CHRISTINE DREWS:
FREIFLUG
Sehr geehrte Frau Maiburg, vielen Dank für Ihr Schreiben vom 2. Mai 1974 und Ihr
Interesse an unserem Unternehmen. Da weibliche Flugzeugführerinnen in unserer
Gesellschaft aus grundsätzlichen Erwägungen nicht zum Einsatz kommen, müssen wir Ihre
Bewerbung leider ablehnen. Doch Rita Maiburg, 22 Jahre alt und auf eigene Kosten
ausgebildete Pilotin mit Bestnoten, bietet der Lufthanse die Stirn und geht vor Gericht.
Die Vita der leidenschaftlichen Fliegerin, die zweimal unterliegt und dennoch zumindest
erreicht, die erste Linienflugkapitänin der Welt zu werden, war für Erfolgsautorin
Christine Drews die Inspiration zu dem Roman Freiflug. Die wahre Geschichte
Rita Maiburgs wird hier allerdings nicht zu einem Justizdrama, vielmehr wirkt sie als
roter Faden in einem sehr realen Gesellschaftsroman aus der Mitte der 70er Jahre.

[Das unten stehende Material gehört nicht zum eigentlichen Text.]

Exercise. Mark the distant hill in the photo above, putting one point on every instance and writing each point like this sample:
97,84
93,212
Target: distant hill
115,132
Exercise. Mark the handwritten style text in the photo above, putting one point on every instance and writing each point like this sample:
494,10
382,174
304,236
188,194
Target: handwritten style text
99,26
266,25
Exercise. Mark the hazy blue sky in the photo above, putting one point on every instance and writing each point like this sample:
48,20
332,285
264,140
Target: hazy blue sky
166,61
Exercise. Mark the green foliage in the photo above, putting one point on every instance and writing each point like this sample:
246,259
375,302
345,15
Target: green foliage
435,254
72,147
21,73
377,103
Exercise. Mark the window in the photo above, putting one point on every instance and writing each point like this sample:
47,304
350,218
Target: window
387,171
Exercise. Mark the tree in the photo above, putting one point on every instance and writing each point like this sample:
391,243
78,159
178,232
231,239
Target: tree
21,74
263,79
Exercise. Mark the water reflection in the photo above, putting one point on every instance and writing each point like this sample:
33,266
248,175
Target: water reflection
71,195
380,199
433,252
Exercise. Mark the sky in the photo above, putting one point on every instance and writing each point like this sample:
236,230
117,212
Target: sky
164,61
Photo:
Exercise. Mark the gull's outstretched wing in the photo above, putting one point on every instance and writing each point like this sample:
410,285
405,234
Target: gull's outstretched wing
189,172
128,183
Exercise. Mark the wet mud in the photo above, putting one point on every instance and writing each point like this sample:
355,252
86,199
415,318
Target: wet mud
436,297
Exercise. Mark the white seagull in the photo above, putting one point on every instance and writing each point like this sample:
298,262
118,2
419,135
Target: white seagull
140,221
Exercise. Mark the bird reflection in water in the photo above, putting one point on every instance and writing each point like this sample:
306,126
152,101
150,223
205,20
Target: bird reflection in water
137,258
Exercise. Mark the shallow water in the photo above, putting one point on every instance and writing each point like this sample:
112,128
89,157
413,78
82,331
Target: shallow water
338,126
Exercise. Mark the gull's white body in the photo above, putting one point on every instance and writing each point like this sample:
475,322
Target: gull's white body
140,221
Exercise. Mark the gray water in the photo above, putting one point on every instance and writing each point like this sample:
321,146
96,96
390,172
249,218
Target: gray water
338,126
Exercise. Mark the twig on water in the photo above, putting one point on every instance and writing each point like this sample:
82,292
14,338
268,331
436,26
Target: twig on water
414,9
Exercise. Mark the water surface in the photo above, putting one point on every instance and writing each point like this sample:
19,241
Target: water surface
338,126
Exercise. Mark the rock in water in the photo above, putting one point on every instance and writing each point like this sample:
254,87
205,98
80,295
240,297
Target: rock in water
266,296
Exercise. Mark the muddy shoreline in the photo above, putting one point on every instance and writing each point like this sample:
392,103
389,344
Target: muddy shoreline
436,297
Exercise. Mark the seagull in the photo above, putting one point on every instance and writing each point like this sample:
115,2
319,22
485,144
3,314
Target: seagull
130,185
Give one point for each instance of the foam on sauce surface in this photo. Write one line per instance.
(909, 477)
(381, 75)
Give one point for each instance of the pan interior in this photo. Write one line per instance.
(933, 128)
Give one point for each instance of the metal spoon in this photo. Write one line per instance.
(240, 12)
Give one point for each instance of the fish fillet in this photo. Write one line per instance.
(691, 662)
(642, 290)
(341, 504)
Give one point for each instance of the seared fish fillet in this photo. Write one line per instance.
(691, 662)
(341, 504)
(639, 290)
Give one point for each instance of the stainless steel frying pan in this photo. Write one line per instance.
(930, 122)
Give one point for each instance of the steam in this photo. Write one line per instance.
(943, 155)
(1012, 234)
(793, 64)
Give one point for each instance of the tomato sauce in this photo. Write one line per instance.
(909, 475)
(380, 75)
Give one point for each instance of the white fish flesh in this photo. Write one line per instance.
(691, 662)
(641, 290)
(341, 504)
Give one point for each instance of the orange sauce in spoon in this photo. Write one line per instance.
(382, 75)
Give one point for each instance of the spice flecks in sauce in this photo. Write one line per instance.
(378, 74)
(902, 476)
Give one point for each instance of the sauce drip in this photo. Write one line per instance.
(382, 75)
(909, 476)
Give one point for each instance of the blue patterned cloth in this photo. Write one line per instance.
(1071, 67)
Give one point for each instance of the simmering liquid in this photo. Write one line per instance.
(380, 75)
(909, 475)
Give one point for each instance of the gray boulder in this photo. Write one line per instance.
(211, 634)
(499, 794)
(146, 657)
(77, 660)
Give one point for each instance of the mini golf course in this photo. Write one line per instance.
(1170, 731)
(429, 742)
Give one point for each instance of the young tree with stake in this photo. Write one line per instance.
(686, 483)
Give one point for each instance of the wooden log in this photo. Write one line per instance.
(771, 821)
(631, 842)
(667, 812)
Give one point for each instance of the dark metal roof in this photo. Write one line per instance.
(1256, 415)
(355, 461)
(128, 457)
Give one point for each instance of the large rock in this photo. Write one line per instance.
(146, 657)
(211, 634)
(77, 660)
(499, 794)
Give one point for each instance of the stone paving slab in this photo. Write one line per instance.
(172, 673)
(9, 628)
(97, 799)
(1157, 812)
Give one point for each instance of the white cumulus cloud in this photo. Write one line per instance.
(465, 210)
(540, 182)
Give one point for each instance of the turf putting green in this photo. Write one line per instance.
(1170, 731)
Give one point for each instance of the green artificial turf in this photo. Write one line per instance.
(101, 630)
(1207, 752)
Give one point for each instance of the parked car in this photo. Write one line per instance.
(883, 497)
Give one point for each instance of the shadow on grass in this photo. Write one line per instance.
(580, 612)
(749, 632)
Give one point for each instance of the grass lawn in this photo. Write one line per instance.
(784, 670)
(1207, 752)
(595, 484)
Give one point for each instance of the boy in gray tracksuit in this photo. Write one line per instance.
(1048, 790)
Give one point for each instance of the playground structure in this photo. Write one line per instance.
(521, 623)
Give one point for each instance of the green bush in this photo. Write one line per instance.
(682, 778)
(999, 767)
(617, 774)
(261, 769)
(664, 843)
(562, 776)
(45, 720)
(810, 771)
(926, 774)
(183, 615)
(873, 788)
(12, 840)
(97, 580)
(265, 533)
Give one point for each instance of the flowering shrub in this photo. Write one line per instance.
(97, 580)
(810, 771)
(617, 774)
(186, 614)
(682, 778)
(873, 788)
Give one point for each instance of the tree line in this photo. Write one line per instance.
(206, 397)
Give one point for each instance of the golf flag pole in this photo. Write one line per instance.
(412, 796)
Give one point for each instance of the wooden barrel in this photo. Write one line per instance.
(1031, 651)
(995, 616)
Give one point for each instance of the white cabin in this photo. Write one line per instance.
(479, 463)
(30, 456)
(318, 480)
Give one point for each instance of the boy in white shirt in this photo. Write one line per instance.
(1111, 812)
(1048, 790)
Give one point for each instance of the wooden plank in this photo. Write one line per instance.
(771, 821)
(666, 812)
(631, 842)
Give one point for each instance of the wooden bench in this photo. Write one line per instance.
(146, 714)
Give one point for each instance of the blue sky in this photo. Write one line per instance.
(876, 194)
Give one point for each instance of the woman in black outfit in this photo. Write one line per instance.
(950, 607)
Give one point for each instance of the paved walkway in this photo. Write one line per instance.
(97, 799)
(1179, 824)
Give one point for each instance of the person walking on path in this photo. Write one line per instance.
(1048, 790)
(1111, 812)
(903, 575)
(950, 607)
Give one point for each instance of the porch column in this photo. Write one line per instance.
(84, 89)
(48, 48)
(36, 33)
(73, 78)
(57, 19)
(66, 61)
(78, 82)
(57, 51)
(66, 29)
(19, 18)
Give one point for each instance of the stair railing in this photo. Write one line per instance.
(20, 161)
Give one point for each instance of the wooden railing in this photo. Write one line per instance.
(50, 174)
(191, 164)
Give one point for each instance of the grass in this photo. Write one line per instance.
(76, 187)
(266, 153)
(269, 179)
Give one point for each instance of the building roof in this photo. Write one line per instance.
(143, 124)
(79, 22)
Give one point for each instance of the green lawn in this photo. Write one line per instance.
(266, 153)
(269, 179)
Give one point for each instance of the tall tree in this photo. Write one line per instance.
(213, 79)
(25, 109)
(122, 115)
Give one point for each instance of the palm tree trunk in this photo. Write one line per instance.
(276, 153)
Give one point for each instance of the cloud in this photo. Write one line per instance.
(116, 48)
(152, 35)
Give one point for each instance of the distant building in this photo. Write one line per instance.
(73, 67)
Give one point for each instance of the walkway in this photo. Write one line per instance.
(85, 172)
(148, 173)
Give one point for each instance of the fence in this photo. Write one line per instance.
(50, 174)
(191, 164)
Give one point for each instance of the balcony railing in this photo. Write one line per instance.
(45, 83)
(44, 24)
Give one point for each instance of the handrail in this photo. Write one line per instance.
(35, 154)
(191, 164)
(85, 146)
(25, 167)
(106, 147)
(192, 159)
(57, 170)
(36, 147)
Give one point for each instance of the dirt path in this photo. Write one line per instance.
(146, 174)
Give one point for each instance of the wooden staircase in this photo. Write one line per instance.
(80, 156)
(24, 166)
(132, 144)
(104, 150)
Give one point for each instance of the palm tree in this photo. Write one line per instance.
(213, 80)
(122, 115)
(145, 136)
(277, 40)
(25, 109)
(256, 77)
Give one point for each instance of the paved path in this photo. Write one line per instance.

Die haben den Ruf eines wilden Aufbruchjahrzehnts, doch trotz Hippies, Aufbegehren der
Jugend und revolutionärer Gedanken und Musik war die gesellschaftliche Situation
insbesondere für Frauen noch von vorgestern. Kinder, Küche, Kirche galten als ihre
Dreieinigkeit und selbstverständlich gab frau die Berufstätigkeit nach der
Eheschließung auf. Noch abwegiger als das nicht zu tun, war nur der bewusste Verzicht auf
eine Ehe.
Den hauptanteil des Geschehens trägt hier Katharina Berner, 1940 als Nesthäkchen in eine
katholische, erzkonservative Kölner Unternehmerfamilie geboren. Da gibt es kein
Verständnis für die junge Rechtsanwältin, dass sie eine eigene Karriere statt eine Ehe
anstrebt. Was schwer genug ist, denn in der angesehenen Anwaltskanzlei leidet sie unter
lauter männlichen Chauvis.
Und sie hat es immer wieder mit Scheidungsfällen zu tun, die die aus heutiger Sicht
unglaubliche Rechtlosigkeit der Frau aufzeigen. Bei Scheidungen, weil er sich seine
ehelichen Rechte auch bei Ablehnung nimmt, droht der Frau womöglich gar,
schuldig geschieden zu werden. Doch auch eine Berufsausübung oder ein eigenes
Konto setzen das Wohlwollen des Gatten voraus.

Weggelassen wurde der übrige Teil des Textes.